Wednesday evening’s eerie light in the sky was not a rocket launch or Santa riding his sleigh, but a meteor plunging into the Pacific Ocean, a NASA expert confirmed Thursday afternoon.
Meteor astronomer Peter Jenniskens said he, like many people in Berkeley, was “very excited” to witness the “spectacular” phenomenon around 5:30 p.m. Wednesday.
It is “fairly rare” for such events to occur right at twilight, when dust particles can linger in “broad sunlight,” creating the bright, squiggly cloud-like effect visible from Berkeley, Jenniskens said on a phone interview. The loopy pattern was the result of the wind changing direction and speed as the rock moved through the atmosphere, about 30 miles up.
“We’re just setting up more cameras in California to try to capture these events,” said the NASA and SETI Institute researcher.

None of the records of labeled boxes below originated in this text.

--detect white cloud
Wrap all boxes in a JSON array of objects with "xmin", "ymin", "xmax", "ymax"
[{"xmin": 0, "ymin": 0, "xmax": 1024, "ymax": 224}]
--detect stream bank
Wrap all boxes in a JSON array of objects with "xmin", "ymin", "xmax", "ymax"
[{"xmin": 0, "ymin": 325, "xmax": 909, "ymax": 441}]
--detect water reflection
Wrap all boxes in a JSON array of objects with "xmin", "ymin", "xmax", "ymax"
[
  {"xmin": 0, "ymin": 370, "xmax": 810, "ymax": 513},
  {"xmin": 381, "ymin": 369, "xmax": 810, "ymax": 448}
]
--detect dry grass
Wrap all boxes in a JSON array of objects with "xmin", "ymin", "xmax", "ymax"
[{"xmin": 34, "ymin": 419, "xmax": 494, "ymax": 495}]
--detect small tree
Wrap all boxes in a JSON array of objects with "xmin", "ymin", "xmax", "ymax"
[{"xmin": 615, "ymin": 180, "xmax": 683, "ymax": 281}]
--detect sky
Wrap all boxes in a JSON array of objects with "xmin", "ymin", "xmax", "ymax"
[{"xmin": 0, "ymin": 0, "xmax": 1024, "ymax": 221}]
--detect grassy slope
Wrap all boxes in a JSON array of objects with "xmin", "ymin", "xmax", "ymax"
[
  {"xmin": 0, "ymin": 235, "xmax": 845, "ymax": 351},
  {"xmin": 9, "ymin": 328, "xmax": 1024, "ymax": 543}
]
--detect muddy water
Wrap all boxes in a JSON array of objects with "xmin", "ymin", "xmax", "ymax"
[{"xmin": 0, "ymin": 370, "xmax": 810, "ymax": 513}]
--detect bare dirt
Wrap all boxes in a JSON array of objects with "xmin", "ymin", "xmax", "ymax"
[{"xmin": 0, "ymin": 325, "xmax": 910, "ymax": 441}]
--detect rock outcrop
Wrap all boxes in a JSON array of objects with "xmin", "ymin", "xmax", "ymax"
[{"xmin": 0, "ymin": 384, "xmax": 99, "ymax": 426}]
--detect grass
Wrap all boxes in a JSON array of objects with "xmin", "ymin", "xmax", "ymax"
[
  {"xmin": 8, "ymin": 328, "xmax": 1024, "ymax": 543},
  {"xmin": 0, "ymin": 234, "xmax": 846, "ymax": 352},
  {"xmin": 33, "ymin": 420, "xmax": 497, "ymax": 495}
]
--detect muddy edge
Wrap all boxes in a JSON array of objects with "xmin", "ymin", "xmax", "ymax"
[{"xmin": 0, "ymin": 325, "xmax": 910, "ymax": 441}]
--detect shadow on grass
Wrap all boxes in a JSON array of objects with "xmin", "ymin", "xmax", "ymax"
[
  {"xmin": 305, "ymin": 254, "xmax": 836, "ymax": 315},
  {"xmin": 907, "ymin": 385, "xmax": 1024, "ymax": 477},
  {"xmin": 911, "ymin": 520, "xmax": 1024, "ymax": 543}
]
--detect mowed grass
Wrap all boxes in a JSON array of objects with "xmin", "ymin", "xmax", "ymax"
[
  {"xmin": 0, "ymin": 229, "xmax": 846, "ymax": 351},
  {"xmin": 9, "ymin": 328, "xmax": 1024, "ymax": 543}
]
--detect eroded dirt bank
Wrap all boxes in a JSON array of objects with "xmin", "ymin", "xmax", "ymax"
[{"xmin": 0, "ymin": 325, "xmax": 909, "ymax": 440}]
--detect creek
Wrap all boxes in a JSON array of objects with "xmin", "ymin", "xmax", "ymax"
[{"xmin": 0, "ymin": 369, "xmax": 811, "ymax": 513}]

“The current understanding is most of these rocks are coming from the asteroid belt. The question is, where in the asteroid belt?” Jenniskens said. “Then we have to find the meteorite. If a rock comes into the atmosphere, it breaks into pieces and scatters.”
Those bits of space rock can land about five miles apart from each other, Jenniskens said. That means any remnants of Wednesday night’s event are somewhere about 50 miles out past Half Moon Bay.
Video below by David Jacobowitz:
But do some digging around if the next fireball falls over land.
“One could be sitting in your backyard. Or one could have fell through roof. We really like people to be on the lookout,” Jenniskens said.
The astronomer encouraged anyone who witnesses or documents a meteor to report the sighting to the American Meteor Society. The crowd-sourced firsthand reports, along with images from NASA and cellphone cameras, can help scientists determine the origin and destination of these events.
“We’re still at the very beginning of this research,” Jenniskens said.